During the workshop, we develop three or four personas that reflect typical user types. For instance, they might include GPs in urban centres, gynaecologists in teaching hospitals, women aged between 40 and 60 years with a household income of £50,000 upwards, and medical journalists on midmarket newspapers, womens magazines and TV.

Step 3 is to develop scenarios. A scenario describes a sequence of events when a user is interacting with a system. It helps to define the user's requirements during the design process and ensures necessary features and needs are included in the design. The great thing about scenarios is that they can be understood by anyone regardless of their technical knowledge. They are usually created after contextual inquiry or survey and interview data with the target population. They are especially useful when you need to remove the focus from the technology in order to consider other design possibilities. Scenarios talk in terms of tasks rather than the technology used to support them. So a typical scenario for our HRT site might be:

  • GP Vivian Shaw in Cheltenham has a number of HRT patients who are concerned about press stories about HRT and breast cancer
  • she does a search on Google about breast cancer and one of the links is to your site
  • she comes to your website to check out what you have to say, and you want to know what features of the site will be most attractive to her.

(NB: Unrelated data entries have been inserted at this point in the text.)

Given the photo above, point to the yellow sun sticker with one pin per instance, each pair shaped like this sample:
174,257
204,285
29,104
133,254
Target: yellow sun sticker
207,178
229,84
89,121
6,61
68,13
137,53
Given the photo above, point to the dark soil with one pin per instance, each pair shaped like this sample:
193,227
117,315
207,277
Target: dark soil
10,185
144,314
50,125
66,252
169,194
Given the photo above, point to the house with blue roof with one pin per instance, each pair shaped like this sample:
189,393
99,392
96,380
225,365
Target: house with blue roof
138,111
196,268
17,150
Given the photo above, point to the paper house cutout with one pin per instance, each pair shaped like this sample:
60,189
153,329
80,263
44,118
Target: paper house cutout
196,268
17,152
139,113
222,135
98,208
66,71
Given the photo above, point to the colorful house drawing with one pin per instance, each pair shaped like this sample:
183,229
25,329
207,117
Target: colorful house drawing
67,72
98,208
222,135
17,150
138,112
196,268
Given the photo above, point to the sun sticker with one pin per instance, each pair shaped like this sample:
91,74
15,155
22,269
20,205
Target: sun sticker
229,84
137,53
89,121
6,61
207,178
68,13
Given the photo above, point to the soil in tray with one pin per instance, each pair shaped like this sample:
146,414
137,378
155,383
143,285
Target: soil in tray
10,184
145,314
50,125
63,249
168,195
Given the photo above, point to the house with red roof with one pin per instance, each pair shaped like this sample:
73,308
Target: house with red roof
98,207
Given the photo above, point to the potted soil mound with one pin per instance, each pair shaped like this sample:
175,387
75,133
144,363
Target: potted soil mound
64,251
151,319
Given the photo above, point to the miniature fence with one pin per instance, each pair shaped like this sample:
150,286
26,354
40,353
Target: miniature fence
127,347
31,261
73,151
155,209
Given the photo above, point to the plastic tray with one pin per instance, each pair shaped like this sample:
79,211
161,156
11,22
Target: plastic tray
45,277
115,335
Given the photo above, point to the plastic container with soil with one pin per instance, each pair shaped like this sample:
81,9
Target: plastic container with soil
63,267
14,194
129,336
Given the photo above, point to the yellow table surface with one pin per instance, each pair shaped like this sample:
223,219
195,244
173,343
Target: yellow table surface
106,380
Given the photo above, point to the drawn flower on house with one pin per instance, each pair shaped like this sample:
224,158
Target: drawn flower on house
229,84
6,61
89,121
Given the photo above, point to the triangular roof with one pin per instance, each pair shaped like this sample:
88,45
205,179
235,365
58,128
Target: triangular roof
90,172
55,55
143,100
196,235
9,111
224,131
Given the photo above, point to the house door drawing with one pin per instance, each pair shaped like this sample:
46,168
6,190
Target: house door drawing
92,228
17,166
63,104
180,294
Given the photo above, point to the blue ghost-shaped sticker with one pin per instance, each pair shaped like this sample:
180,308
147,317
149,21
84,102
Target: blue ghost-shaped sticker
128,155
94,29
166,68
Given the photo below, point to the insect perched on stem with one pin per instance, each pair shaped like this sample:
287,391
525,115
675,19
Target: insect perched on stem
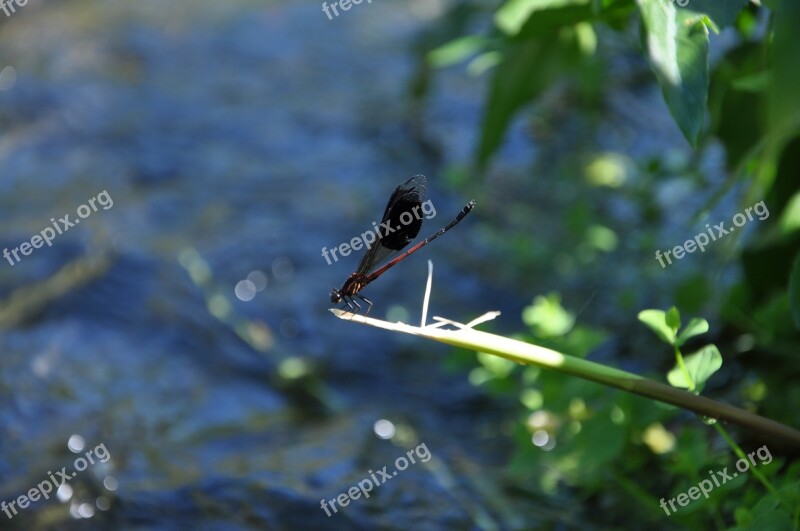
404,203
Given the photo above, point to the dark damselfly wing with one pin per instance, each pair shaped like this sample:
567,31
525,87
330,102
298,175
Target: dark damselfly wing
405,205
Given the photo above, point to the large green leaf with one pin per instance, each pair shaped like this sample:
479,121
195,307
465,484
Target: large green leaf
794,291
535,18
676,41
657,322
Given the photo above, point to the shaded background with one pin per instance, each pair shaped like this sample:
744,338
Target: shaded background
186,327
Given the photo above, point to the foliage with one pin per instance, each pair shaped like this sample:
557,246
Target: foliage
728,73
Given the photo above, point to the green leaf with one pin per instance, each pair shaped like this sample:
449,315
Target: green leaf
794,291
528,67
514,14
656,321
676,40
673,319
722,13
695,327
455,51
701,365
535,18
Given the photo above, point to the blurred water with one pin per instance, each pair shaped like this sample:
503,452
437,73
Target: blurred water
233,138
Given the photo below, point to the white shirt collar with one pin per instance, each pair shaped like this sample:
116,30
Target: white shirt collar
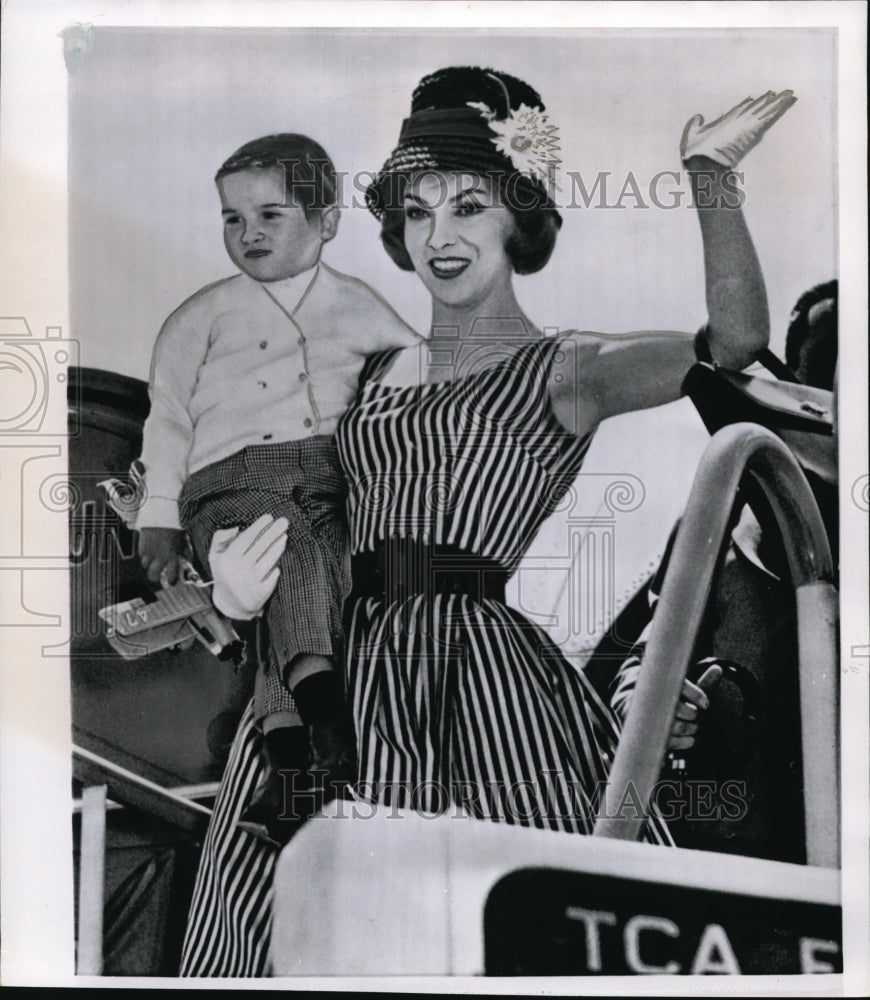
289,291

Using this scenario, we are able to clearly see what use the user will make of this site, what matters to them, how they will navigate, and be able to estimate whether or not they will visit again - are there any hooks to bring them back? Is it crucial to keep it up to date? How?

Step 4 is a reality check: validation with a panel of real users who are willing and able to participate, validate the personas and scenarios, and which is to be amended as required. The overall output of this workshop is a detailed report that:

  • establishes the target users of the client site
  • provides a quantitative breakdown of their characteristics
  • provides scenarios and personas to be used as context for the sites subsequent development
  • makes recommendations for the adoption of key aspects within the design.

All without committing the sort of schoolboy errors that a less rigorous approach would almost always commit.